Africart provides transport solution


A half-scale prototype of the

A half-scale prototype of the "Africart"

The student designers of a cart that converts to a market stall for villages in Africa have won the Engineers Without Borders real world design challenge at Charles Darwin University.

The “Africart”, which is designed for people in refugee camps in Zambia, allows villagers to transport farm produce to market and also has the components to create a mobile shop.
The winning team, including Bachelor of Commerce student Melissa Durston, Bachelor of Electrical Engineering student Matthew Wright and Diploma of Engineering student Geoff Jowett, created the cart as part of the common unit Design and Innovation: Communicating Technology unit at CDU.

“We became very passionate about the project because it was a real problem and we wanted to help solve something that was a day-to-day struggle for these people,” Geoff said.

The Australia-wide competition is run through Engineers Without Borders and provides students with a design brief from a real community in need. This year’s challenge focused on the Mayukwayukwa refugee settlement in the Kaoma district of Zambia’s Western Province, which is home to more than 11,000 refugees, most of whom escaped the war in Angola.

Unit co-ordinator Susi Bertei said the aim of the project was for first year students of various disciplines to learn about sustainable design, innovation, academic and professional communication skills in the context of real world design challenges.

“The design brief provides students with details of the issues and needs of the community, such as transport, health, shelter, waste management and water supply,” Ms Bertei said.  “Then choosing from several design areas they present a design solution taking into account cultural and social factors, environmental issues, access to materials and cost.”

Team researcher Melissa Durston said the transport need was something they were inspired to address for the people of Mayukwayukwa because it would have many positive impacts.

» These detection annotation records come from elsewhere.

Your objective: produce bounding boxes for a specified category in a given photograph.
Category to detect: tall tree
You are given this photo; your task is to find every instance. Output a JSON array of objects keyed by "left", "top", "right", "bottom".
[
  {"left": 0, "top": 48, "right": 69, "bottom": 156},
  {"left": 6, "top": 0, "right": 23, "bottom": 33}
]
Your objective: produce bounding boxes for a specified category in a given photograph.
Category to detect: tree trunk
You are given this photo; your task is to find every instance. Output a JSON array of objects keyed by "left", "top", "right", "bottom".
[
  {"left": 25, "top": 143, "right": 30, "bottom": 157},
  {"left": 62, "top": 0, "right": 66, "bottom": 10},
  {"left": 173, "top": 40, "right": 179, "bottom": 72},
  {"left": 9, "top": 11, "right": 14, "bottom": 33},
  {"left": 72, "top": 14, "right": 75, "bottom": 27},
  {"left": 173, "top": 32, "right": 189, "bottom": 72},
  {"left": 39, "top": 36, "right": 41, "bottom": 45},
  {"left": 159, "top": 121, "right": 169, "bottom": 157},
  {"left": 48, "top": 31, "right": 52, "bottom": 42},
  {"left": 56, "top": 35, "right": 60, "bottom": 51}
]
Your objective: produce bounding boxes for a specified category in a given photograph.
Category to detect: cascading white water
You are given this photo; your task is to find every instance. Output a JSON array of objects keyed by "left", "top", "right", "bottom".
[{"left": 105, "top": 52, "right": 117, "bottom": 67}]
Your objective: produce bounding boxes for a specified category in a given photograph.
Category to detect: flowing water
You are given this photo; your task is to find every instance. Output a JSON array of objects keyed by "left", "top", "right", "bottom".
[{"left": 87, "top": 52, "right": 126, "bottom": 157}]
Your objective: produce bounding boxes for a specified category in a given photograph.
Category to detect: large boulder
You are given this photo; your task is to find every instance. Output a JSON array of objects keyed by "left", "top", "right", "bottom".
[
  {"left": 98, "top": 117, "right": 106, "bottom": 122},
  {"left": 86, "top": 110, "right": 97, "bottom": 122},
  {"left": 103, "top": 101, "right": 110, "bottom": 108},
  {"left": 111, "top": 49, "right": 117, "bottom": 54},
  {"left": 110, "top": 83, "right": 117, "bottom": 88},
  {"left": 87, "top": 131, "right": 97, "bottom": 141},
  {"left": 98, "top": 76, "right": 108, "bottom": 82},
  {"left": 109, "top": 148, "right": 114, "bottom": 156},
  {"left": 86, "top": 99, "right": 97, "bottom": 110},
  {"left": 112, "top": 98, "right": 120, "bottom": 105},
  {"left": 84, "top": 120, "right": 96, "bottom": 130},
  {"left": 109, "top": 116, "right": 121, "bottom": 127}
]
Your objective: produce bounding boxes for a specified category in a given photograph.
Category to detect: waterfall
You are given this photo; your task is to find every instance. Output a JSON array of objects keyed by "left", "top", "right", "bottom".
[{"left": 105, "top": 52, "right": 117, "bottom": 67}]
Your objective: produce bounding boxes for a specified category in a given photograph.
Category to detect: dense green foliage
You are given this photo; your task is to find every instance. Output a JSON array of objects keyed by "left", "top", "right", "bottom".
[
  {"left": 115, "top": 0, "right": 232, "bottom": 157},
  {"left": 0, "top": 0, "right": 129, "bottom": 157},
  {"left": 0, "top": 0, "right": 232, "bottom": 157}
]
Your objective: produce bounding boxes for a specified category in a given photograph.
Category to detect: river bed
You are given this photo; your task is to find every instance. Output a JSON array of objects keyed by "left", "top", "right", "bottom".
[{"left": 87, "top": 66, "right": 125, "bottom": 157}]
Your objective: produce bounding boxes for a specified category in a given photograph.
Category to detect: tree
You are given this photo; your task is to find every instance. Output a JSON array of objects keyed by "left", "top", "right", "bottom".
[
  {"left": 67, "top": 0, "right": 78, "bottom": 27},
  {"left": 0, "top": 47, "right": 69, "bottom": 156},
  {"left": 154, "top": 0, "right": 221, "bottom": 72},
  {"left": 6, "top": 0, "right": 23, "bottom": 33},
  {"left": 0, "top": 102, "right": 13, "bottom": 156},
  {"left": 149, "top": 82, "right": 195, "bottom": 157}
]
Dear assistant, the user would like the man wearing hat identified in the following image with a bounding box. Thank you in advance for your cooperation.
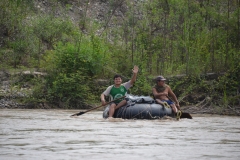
[152,76,180,113]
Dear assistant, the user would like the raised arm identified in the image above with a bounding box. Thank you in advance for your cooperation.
[130,66,138,85]
[168,87,180,109]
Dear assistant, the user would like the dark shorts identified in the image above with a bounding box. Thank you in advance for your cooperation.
[162,100,174,105]
[109,98,129,106]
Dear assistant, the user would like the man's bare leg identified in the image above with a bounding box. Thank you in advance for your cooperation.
[109,100,127,118]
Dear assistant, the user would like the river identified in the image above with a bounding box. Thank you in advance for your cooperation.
[0,109,240,160]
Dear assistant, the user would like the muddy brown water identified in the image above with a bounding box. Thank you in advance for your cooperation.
[0,109,240,160]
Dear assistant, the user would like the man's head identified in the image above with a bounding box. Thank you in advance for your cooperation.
[156,76,166,86]
[113,74,122,85]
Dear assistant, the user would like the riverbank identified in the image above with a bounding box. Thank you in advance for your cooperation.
[0,71,240,116]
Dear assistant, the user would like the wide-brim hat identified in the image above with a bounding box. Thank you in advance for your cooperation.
[156,76,167,81]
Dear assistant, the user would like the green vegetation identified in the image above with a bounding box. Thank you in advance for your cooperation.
[0,0,240,108]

“Creating a design that enabled villagers to become self-employed was a practical way to help them escape the cycle of poverty, which was important to our team,” Melissa said.

“We were keen for our design to be adaptable to the height and strength of the user as transporting produce from farm plots to market was undertaken by any age or gender with the strength to do so.”

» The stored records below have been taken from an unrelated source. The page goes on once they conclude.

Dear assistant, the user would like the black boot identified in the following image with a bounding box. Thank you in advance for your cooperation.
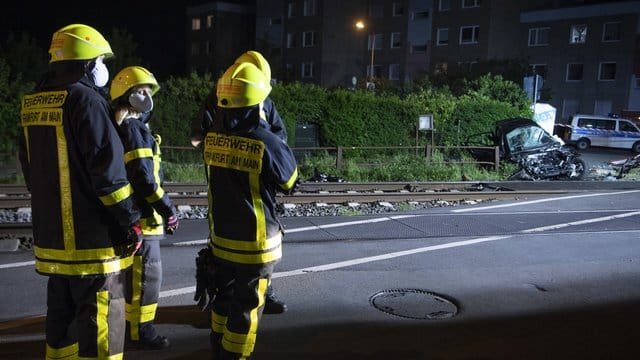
[262,290,287,314]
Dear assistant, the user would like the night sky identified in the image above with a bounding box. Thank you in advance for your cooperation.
[0,0,239,77]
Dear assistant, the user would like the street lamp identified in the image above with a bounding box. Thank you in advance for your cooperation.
[356,21,376,82]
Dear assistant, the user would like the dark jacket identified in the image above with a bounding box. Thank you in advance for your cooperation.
[191,88,287,146]
[203,107,298,264]
[20,72,140,276]
[120,117,175,235]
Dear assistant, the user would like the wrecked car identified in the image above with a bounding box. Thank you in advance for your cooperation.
[465,118,586,180]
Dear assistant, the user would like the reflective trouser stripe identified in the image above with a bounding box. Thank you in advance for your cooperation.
[222,279,269,357]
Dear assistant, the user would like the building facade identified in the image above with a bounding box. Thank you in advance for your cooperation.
[187,0,640,120]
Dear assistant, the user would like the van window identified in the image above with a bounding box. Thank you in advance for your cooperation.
[620,121,638,132]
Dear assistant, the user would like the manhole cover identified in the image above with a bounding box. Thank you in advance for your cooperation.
[369,289,458,320]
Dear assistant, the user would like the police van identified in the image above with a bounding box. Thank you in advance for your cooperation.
[556,115,640,153]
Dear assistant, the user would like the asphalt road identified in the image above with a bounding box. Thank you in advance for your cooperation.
[0,179,640,360]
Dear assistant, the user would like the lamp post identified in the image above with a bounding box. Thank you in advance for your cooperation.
[356,21,376,82]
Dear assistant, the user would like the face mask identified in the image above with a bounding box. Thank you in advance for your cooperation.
[91,57,109,87]
[129,93,153,113]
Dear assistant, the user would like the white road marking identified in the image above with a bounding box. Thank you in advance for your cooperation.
[520,211,640,234]
[451,190,640,213]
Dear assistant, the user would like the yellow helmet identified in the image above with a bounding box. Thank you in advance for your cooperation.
[49,24,113,63]
[234,50,271,81]
[216,62,271,108]
[109,66,160,100]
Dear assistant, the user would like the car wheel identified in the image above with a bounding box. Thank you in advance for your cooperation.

Team designer Matthew Wright said that to fulfil this requirement the cart had to be modular, which enabled the design to be more than a means to transport produce.

“The Africart consists of four timber crates that when stacked take on the characteristics of a sack trolley; when unstacked they become a pop up shop with shelter,” Matthew said. “Because produce is seasonal, when not being used by one family it can be leased or shared with others in the community.”

The team will now compete in the reginal finals in December. The top four teams selected as part of the national final will have their designs implemented in the community in Zambia.